The 2021 Canadian Cardiovascular Society (CCS) guidelines recommend intensive low-density lipoprotein cholesterol (LDL-C) reduction for patients with atherosclerotic cardiovascular disease (ASCVD). For patients above LDL-C threshold on maximally tolerated statins, adding ezetimibe and/or a proprotein convertase subtilisin/kexin type 9 inhibitor (PCSK9i) is recommended. This population-based, real-world study examined cardiovascular (CV) events in patients with ASCVD who are on statins and above current guideline threshold LDL-C levels.

Methods

Using administrative health data in Alberta, Canada, we identified patients with myocardial infarction (MI), ischemic stroke (IS), or peripheral artery disease with LDL-C > 1.8 mmol/L on statins between April 1, 2010 and March 31, 2016. Exploratory subgroups included very high-risk patients with ASCVD shown to derive the most benefit from PCSK9i intensification as identified by the CCS guidelines, including those with acute coronary syndrome (ACS) or recent MI. Frequencies and rates of individual and composite CV events (primary outcome: MI, IS, hospitalization for unstable angina, coronary revascularization, cardiovascular death; secondary outcome: MI, IS, CV death) were calculated over follow-up.

Results

The study included 32,984 patients with a mean (standard deviation) follow-up of 40.8 (21.0) months. Overall, 17.7% and 15.6% experienced a primary and secondary outcome, respectively, with rates of 5.58 and 4.83 per 100 patient-years, respectively. CV death and MI were the most common events. Subgroups with recurrent MI and comorbid diabetes exhibited higher CV event rates (23.6% and 22.2% had a primary outcome, respectively).
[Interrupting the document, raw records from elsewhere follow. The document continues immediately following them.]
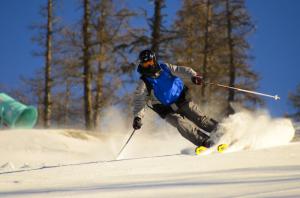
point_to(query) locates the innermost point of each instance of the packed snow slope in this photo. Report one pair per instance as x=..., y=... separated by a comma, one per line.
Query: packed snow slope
x=263, y=162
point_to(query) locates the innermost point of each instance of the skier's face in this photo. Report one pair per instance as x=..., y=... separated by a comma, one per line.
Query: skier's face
x=148, y=63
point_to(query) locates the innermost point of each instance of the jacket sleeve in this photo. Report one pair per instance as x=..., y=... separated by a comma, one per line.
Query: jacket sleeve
x=140, y=99
x=182, y=71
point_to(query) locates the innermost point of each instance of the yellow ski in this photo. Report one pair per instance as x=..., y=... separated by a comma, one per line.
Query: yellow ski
x=202, y=149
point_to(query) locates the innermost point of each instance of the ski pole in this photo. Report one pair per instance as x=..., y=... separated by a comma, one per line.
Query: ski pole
x=126, y=143
x=276, y=97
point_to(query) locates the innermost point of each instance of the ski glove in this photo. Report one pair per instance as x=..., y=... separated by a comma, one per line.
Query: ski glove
x=197, y=79
x=137, y=123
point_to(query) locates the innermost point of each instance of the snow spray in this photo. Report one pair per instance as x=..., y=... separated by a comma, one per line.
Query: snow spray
x=254, y=130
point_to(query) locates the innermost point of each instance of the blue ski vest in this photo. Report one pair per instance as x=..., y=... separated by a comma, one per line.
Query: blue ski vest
x=167, y=88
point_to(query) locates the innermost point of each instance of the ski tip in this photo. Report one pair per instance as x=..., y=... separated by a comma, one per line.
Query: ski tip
x=222, y=147
x=200, y=149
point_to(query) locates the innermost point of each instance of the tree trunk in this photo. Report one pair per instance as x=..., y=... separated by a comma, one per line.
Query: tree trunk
x=48, y=80
x=67, y=102
x=206, y=49
x=157, y=19
x=232, y=70
x=87, y=66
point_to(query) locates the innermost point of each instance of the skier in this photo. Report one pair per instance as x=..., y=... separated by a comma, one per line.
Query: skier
x=162, y=89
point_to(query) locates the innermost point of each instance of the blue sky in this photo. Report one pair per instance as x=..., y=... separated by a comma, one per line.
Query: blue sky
x=275, y=44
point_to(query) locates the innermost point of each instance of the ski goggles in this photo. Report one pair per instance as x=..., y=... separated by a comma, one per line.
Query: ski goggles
x=148, y=63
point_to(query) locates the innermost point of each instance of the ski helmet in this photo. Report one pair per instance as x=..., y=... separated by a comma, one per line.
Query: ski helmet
x=148, y=65
x=147, y=55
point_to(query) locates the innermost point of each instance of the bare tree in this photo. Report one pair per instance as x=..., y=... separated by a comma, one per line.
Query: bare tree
x=87, y=67
x=48, y=61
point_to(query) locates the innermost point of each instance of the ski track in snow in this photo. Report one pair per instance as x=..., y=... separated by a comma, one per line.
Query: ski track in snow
x=65, y=163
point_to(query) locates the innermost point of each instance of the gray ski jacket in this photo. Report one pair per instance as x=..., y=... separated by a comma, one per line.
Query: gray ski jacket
x=141, y=97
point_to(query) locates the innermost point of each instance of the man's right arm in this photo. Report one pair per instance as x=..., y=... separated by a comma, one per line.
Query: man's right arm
x=140, y=99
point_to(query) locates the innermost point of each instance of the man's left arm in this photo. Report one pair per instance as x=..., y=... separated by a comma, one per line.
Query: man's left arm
x=186, y=73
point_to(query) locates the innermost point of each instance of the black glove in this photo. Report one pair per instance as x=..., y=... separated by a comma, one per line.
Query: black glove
x=197, y=79
x=137, y=123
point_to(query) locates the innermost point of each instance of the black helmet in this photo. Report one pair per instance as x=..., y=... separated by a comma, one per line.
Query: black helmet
x=147, y=55
x=151, y=71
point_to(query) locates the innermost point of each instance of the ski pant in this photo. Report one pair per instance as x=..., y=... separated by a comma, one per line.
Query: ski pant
x=190, y=122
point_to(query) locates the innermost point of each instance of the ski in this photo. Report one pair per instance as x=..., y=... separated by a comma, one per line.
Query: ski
x=202, y=150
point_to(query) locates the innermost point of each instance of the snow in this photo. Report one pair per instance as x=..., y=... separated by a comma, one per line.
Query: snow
x=264, y=162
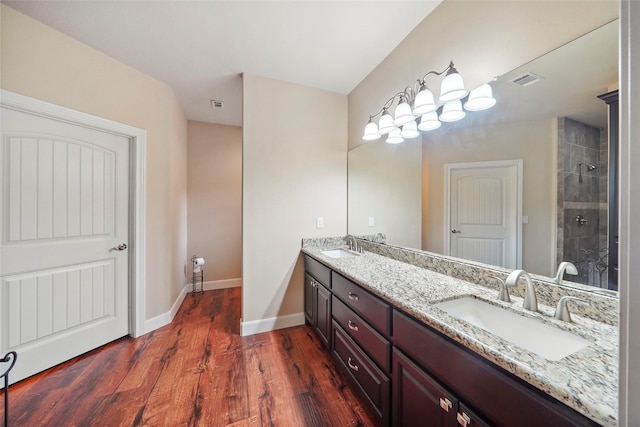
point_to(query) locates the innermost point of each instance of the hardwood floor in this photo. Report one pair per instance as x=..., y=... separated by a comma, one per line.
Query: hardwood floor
x=197, y=371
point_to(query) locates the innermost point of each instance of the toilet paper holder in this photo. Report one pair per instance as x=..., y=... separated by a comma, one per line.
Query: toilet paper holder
x=198, y=274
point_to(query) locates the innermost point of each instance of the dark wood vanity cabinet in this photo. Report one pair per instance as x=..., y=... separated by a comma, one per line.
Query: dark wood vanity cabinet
x=317, y=308
x=317, y=299
x=412, y=375
x=418, y=399
x=495, y=395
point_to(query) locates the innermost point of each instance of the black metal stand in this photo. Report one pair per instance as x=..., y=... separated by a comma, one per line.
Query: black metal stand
x=10, y=359
x=198, y=273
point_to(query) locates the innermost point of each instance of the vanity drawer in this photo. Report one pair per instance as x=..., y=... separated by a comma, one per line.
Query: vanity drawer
x=502, y=398
x=374, y=310
x=372, y=382
x=378, y=348
x=318, y=270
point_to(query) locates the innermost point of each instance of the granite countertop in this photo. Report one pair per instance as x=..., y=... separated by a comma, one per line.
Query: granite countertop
x=586, y=381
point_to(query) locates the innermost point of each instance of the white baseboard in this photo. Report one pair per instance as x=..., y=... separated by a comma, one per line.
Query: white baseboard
x=271, y=324
x=165, y=318
x=217, y=284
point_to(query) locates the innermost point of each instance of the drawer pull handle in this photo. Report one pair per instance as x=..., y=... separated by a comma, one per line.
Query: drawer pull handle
x=352, y=366
x=445, y=404
x=463, y=419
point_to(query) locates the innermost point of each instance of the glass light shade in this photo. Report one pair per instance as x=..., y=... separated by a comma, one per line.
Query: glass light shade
x=452, y=111
x=481, y=98
x=371, y=132
x=429, y=122
x=410, y=130
x=452, y=88
x=385, y=125
x=395, y=137
x=424, y=102
x=403, y=114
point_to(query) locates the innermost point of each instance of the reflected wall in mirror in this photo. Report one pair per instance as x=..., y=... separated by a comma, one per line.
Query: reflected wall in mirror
x=401, y=189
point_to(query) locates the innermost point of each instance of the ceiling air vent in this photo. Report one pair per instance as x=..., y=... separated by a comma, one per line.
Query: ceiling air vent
x=527, y=79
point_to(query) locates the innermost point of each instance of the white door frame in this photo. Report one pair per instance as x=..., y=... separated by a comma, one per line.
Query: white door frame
x=450, y=167
x=137, y=188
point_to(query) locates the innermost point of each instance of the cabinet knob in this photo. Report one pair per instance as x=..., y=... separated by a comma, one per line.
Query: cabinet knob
x=445, y=404
x=463, y=419
x=352, y=366
x=352, y=326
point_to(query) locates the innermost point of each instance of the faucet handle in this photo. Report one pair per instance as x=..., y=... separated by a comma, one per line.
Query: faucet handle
x=562, y=310
x=503, y=295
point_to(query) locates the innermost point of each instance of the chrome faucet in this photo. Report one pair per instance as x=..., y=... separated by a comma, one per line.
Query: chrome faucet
x=530, y=301
x=352, y=242
x=503, y=295
x=565, y=267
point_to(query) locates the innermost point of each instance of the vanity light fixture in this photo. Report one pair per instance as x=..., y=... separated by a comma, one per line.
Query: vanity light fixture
x=417, y=109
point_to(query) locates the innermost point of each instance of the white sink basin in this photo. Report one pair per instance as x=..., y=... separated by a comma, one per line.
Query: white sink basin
x=533, y=335
x=338, y=253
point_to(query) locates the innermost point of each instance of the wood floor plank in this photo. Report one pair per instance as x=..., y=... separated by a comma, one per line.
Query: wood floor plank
x=197, y=371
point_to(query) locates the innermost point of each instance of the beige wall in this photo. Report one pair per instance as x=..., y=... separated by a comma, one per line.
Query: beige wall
x=483, y=38
x=294, y=170
x=385, y=183
x=533, y=142
x=215, y=198
x=42, y=63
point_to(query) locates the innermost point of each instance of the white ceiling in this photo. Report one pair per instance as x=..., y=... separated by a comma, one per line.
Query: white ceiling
x=200, y=48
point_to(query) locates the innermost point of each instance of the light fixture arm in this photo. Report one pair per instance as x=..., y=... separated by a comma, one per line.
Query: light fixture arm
x=417, y=109
x=449, y=67
x=389, y=103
Rates of CV events were notably high in patients with ACS or recent MI (49.4% and 54.0% had a primary outcome, respectively).

Conclusion

This real-world study confirms that statin-treated high-risk patients with ASCVD and above-threshold LDL-C levels have substantial incidence of recurrent CV events. These findings reinforce the opportunity for lipid-lowering therapy intensification in high-risk patients to levels below guideline-recommended threshold in order to reduce CV risk.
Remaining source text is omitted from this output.